CODESHOP: Step Into The Light

CODESHOP: Step Into The Light

Geomerics kick-starts its vision of realtime game lighting with the launch of Enlighten.

Pointing out where game developers are going wrong is a traditional part of the delicate carrot and stick dance carried out by middleware companies trying to persuade said developers to use their technology. To that degree, it’s no surprise when Geomerics’ chief technical officer Jules Davis starts to stress the problems developers have to deal with when it comes to getting the correct look throughout a game.

 

“Everyone underestimates the amount of time it takes to do game lighting,” he argues. “The amount of money spent on lighting can be a bottomless pit.” The reason, he says, is that entire games can often end up being re-lit two or three times during development.

 

“Lighting is often the most important visual part of a game,” Davis explains. “Lighting is what gives a game its look. It’s not the textures per se, it’s the way they and the various maps interact, especially in terms of dynamic lighting.”

 

Usually this sort of sales pitch could be taken with a pinch of salt. The difference this time is Davis is talking from his own previous experiences as the technical director of UK studio Kuju.

 

“There are two basic lighting models currently used in games,” he continues. “One is an approximation to real lighting where you have lots of strong lights and lots of dark shadows but not much subtlety in between, let alone control over the color and atmosphere. The more common approach now is to pre-compute all your lighting offline and bake it into your levels, so everything looks gorgeous until you add dynamic lights. Then scenes start to look a little odd because the normal maps aren’t working well and you lose your specularity.”

 

Obviously, according to Davis, the solution is Geomerics’ just-released realtime lighting solution Enlighten.

 

Thanks to its use of a novel form of mathematics called geometric algebra (over which the Cambridge University spin-off holds several patents), it enables developers to take the first step in unifying these two approaches.

 

It’s not magic, though. For one thing, using Enlighten requires developers to reallocate some of their CPU budget to this new form of lighting.
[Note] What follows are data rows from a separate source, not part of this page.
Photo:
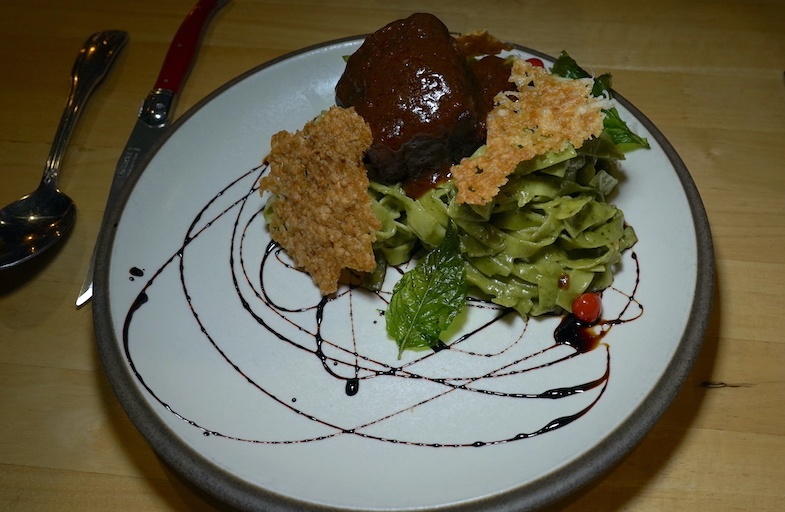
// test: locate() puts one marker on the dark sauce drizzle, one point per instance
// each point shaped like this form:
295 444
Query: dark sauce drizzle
582 338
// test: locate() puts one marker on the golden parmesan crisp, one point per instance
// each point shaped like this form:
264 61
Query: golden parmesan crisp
546 113
322 210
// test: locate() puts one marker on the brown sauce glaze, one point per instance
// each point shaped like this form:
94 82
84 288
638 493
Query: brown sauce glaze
425 101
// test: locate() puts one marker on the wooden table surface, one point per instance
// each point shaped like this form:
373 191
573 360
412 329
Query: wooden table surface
708 73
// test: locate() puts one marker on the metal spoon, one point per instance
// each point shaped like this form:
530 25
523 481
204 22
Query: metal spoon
38 220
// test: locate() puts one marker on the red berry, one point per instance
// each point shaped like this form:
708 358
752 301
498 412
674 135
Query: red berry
587 308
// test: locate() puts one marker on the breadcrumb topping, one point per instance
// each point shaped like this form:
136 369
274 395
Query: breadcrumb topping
545 114
322 209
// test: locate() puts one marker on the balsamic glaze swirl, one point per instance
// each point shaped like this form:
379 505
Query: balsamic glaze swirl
359 355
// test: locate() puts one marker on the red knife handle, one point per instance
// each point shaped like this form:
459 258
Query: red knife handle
182 52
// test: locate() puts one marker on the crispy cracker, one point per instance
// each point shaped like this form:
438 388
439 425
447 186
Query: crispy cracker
545 114
323 217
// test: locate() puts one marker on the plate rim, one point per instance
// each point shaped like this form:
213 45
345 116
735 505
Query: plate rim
583 470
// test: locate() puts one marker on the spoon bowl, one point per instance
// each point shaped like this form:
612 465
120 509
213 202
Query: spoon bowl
37 221
34 223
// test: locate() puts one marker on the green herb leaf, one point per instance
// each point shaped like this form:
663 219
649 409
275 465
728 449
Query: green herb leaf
428 298
618 131
621 135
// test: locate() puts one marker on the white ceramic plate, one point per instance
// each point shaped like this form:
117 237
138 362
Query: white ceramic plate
227 362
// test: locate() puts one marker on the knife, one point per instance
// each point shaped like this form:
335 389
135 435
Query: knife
155 113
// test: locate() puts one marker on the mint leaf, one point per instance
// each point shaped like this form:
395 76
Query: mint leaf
618 131
621 135
427 298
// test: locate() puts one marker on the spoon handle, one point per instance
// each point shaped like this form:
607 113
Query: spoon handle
91 66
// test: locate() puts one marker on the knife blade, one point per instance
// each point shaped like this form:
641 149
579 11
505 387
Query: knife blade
155 114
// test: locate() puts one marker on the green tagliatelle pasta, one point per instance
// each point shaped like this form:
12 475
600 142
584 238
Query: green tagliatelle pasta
548 236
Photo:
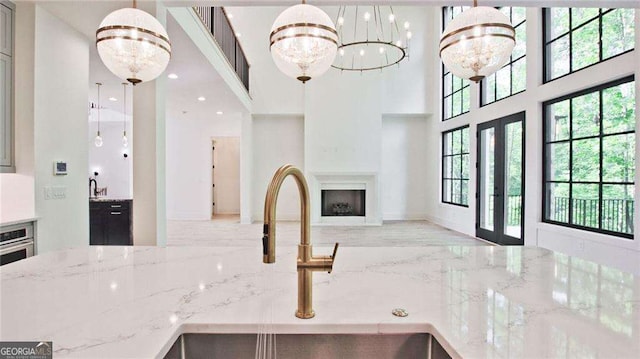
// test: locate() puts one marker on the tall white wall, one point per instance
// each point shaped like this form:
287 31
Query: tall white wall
343 123
61 78
189 163
611 250
17 196
404 174
277 140
115 171
226 175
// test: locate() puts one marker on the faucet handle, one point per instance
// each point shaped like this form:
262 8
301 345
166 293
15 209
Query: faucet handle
333 256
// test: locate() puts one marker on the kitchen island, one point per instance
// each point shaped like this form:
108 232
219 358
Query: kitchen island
134 302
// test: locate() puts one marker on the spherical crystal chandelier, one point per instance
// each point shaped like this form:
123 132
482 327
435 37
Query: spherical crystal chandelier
303 42
133 45
477 43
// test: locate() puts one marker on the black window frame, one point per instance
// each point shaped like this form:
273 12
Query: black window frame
546 31
461 154
484 83
466 84
545 168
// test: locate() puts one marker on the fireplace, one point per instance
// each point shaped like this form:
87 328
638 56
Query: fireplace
343 202
354 194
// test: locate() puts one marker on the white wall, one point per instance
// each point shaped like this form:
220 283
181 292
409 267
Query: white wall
61 77
277 140
115 171
189 163
17 196
610 250
226 175
404 174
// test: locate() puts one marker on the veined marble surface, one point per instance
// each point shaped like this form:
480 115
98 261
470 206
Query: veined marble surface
133 302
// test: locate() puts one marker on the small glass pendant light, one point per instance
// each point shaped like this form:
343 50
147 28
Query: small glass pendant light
98 140
125 141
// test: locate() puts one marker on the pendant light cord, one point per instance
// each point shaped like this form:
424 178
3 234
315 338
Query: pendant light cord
124 111
99 84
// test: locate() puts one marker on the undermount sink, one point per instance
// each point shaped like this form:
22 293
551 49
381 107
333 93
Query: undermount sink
311 346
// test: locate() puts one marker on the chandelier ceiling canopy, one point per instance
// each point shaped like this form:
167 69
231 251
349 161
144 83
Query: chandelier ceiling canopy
477 43
370 38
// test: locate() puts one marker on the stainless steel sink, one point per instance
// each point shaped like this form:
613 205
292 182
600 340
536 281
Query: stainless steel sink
312 346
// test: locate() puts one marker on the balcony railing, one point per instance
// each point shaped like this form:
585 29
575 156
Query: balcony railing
216 21
617 214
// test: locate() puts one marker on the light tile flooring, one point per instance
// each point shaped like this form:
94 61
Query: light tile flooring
227 231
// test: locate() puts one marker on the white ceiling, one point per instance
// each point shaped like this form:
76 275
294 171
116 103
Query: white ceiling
196 76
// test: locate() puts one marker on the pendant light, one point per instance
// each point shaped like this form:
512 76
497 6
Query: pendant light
477 42
133 45
303 42
98 140
125 141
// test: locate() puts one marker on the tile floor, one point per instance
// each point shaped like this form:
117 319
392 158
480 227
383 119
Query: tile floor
227 231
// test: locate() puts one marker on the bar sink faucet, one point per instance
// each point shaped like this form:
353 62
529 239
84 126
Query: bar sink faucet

Davis won’t be drawn on exact figures, which depend on resolution and scene complexity, but says the order of five percent at 30 frames per second or better is achievable.

 

Still, one of the benefits of using geometric algebra is it works well on processors such as PlayStation 3’s SPUs, Xbox 360’s CPU cores or common-or-garden Intel multiple cores, as well as more esoteric platforms such as Nvidia’s CUDA and the possible technology behind the next consoles from Sony and Microsoft, Intel’s many-cored Larrabee.

 

 

It’s perhaps ironic, though, that Enlighten currently requires its own pre-compute step before the realtime lighting – technically realtime diffuse inter-reflections – is available. This is so Enlighten can understand the game’s geometry and pass this information to its runtime engine in a form it understands. Eventually Geomerics hopes to convert this to a realtime process, however.

 

More importantly, though, the technology itself is designed to be as accessible as possible. ”It’s not some sort of monolithic engine,” Davis explains. “It’s a small, modular API that’s scalable and flexible so developers have control over the quality of their output and the performance overhead.”

 

And it’s this promise of control that’s likely to be the fulcrum of Enlighten’s future success or failure. Once integrated within a developer’s pipeline, it’s designed to be an artist-focused tool in terms of day-to-day use.

 

“It will enable artists to iterate their materials and lighting in realtime, which makes an enormous difference in terms of how quickly they can come up with something stunning and unique,” Davis points out.

 

For example, studios which are currently pre-computing and then baking their lights into their levels often have to wait hours for the renders to be crunched through, and only then do any problems become known. Davis says that even if Enlighten is just used to replace this offline process, the productivity improvements would be significant.

 

“If you have to wait even ten minutes to tweak your lighting, not only does it have an impact in terms of time but quality too because you can’t immediately tweak it to get it right,” he says. “Using Enlighten, you get higher quality art, and there’s no waiting around for updates and you’re using your artists more efficiently, so you’re winning twice.”

 

Another important factor in this regard is the way that, while Enlighten could make in-game lighting look more realistic, it can equally be used to make it completely unrealistic. “Realism is a side-effect of Enlighten,” Davis says. “If an artist wants a wall to reflect light unrealistically, such as a red reflection off a white wall, they will have control over those sorts of options.”

 

Neatly, this also means that no matter how many games use Enlighten, there shouldn’t be a characteristic look – something that has been an issue in the past with less flexible middleware.

 

But, of course, the final validation will only come with industry acceptance. A small set of key partners have been using a pre-release version of the technology, with a commercial release expected in March. As part of Epic’s Integrated Partner Program, Geomerics will also be integrating Enlighten into the Unreal 3 Engine. This means that the first games using Enlighten could be in stores by the end of 2008, although early 2009 is a more likely timeframe. And then we’ll know if the smarts behind Enlighten really do shine.